Frankly, when it comes to content, your best bet is actually to listen to your customers more than your competitors.
Find out both the words your customers use to describe whatever it is you offer, and the phrases they use to describe the problem(s) your offering solves, Use those words and phrases in your site content and copy.
Find out what their pain points are, and demonstrate how what you offer can make their life easier.
Find out what is keeping them from pressing that "add to cart" button, and answer their objections.
When you talk about benefits, back each one up with one or more specific features that make that benefit happen.
When you talk about how good your offering is, back that up with case studies and testimonials from actual customers.
Make your site as easy and intuitive to navigate as possible. Make sure your most important pages are the most prominently featured in both your menus and your on-page links. Keep in mind that visitors can enter your site on any page, not just the home page, so make it easy for them to "get their bearings" and figure out where to go next. Include prominent calls to action on every page.

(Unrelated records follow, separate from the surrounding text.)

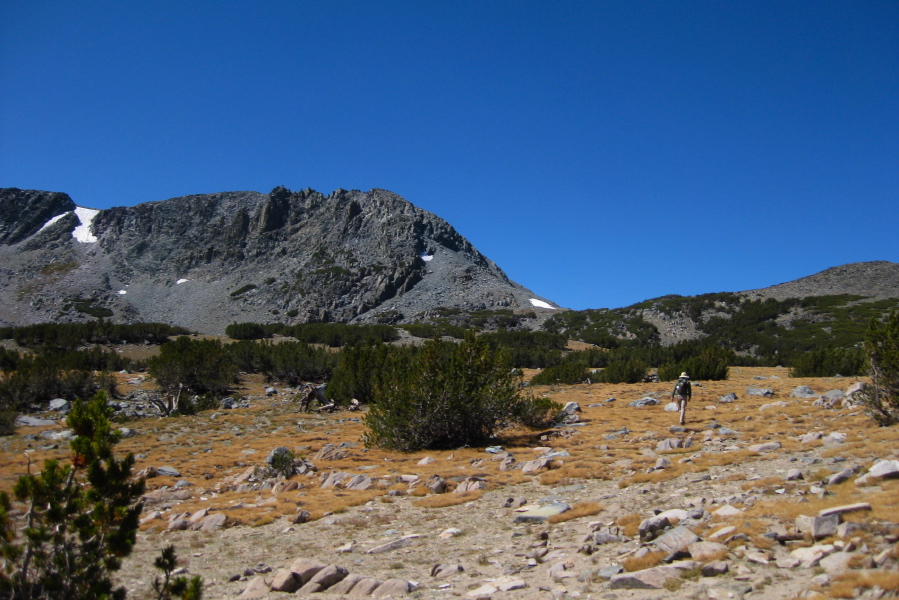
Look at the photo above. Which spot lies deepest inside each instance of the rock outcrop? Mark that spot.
(208, 260)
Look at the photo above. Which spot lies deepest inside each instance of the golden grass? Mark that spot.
(581, 509)
(444, 500)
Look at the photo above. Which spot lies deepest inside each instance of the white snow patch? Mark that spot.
(541, 304)
(83, 233)
(51, 221)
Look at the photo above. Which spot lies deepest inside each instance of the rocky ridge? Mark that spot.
(207, 260)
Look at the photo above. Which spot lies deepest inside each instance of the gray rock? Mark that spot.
(280, 450)
(29, 421)
(763, 392)
(715, 568)
(393, 587)
(610, 571)
(647, 579)
(541, 514)
(803, 391)
(60, 405)
(646, 401)
(676, 540)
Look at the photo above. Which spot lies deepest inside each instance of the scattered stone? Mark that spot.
(882, 469)
(471, 484)
(676, 540)
(803, 391)
(444, 571)
(836, 563)
(846, 508)
(542, 513)
(331, 452)
(647, 579)
(728, 511)
(705, 551)
(794, 475)
(257, 588)
(485, 592)
(402, 542)
(532, 466)
(306, 568)
(714, 569)
(29, 421)
(765, 447)
(346, 585)
(647, 401)
(839, 477)
(610, 571)
(763, 392)
(285, 581)
(323, 579)
(212, 522)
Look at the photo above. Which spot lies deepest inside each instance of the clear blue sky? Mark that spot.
(602, 153)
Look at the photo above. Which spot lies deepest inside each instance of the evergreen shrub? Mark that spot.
(449, 395)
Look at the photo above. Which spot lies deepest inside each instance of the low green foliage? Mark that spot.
(449, 395)
(197, 366)
(828, 362)
(179, 587)
(567, 372)
(75, 522)
(881, 398)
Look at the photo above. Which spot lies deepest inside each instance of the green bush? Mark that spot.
(624, 370)
(198, 366)
(73, 524)
(357, 371)
(567, 372)
(881, 398)
(449, 395)
(538, 413)
(828, 362)
(710, 365)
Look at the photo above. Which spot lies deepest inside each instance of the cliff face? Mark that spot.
(209, 260)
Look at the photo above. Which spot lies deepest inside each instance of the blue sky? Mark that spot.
(601, 153)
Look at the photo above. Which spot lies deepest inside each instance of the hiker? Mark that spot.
(684, 391)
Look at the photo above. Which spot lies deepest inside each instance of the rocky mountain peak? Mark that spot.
(204, 261)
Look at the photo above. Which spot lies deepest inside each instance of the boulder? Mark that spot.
(323, 579)
(393, 587)
(542, 513)
(285, 581)
(676, 540)
(763, 392)
(365, 586)
(346, 585)
(647, 579)
(803, 391)
(765, 447)
(646, 401)
(471, 484)
(306, 568)
(882, 469)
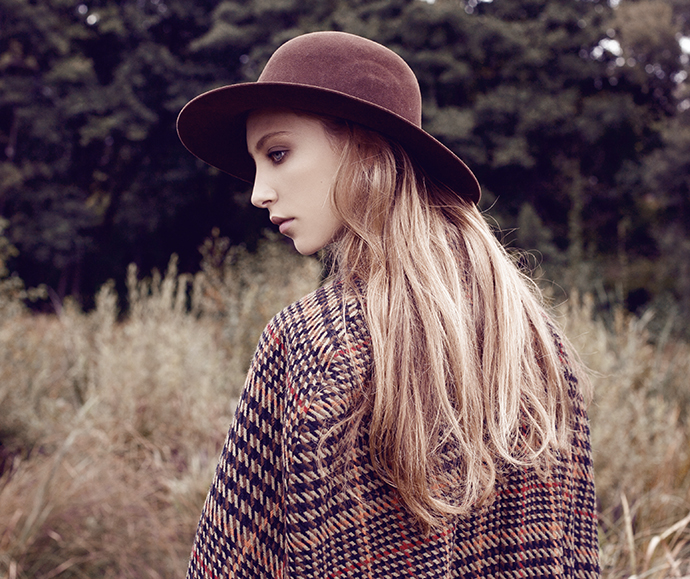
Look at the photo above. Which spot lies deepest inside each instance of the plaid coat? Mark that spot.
(273, 513)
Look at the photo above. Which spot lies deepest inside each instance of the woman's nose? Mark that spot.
(262, 193)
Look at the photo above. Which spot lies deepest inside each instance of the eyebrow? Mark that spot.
(262, 141)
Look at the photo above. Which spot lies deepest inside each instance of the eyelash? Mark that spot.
(277, 156)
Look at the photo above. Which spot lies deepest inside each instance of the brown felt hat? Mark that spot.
(331, 73)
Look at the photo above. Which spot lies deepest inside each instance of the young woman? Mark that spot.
(417, 416)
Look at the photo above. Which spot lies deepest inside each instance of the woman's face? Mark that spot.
(296, 162)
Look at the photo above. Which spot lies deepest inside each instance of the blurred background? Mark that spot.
(574, 114)
(117, 382)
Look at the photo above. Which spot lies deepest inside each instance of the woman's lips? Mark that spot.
(282, 223)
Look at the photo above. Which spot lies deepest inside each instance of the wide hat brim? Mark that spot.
(213, 127)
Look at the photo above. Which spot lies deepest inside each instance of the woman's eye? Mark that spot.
(277, 156)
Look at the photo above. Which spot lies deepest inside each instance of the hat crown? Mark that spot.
(351, 65)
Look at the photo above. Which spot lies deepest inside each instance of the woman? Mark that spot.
(416, 416)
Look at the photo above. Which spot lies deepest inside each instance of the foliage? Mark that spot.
(110, 426)
(565, 106)
(110, 430)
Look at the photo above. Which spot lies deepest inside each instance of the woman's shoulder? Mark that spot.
(320, 318)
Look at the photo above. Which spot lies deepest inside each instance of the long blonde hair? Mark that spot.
(466, 376)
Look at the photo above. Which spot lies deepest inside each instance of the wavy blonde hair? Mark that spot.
(466, 376)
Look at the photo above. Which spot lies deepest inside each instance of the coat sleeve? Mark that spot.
(240, 533)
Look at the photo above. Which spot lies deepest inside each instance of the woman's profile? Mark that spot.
(418, 415)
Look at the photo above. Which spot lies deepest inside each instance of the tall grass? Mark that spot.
(111, 422)
(111, 429)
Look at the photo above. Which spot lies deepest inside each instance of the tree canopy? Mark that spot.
(573, 114)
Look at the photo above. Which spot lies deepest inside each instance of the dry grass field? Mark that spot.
(111, 425)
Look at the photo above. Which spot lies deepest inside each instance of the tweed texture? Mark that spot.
(272, 512)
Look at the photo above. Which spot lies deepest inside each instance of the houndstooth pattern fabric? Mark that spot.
(273, 513)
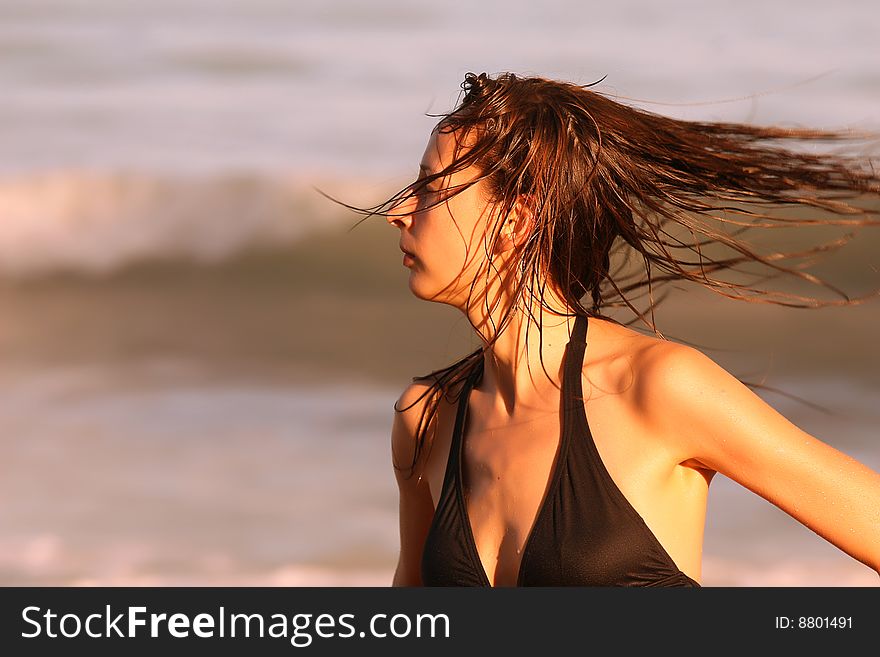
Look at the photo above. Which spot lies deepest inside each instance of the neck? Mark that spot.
(513, 372)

If you're going to review your competitors' sites for content, they can potentially help in sparking inspiration for topics to cover. They might be using a descriptive phrase you'd overlooked, or pointing out a benefit you hadn't considered, or documenting a use for your product that you hadn't thought of. You don't want to copy what they're doing -- because you really don't know if what they're doing is working or not -- just take a look to see if you can glean any usable ideas you can test out for yourself.
Also, if you're going to review their links, it's not about "how many" or "what type." What you want to look for are specific links from good, reputable sources -- editorial links (that is, links that somebody else gave them, not links they "built" themselves). If they have any from sources that don't link to you, find out how they got those links. Did they join an association? Submit an article to a magazine? Get interviewed by the local newspaper? Submit their product for benchmarking? Donate to or participate in a charity event? Work out a co-op deal with other related (non-competitor) businesses?
Whatever they did to get those good editorial links, start doing the same kinds of things yourself. Eventually you, too, will have a reasonable number of good, editorial links yourself. Yes, it will take some effort, but it will be worth it in the end. Anything worth having is worth working for.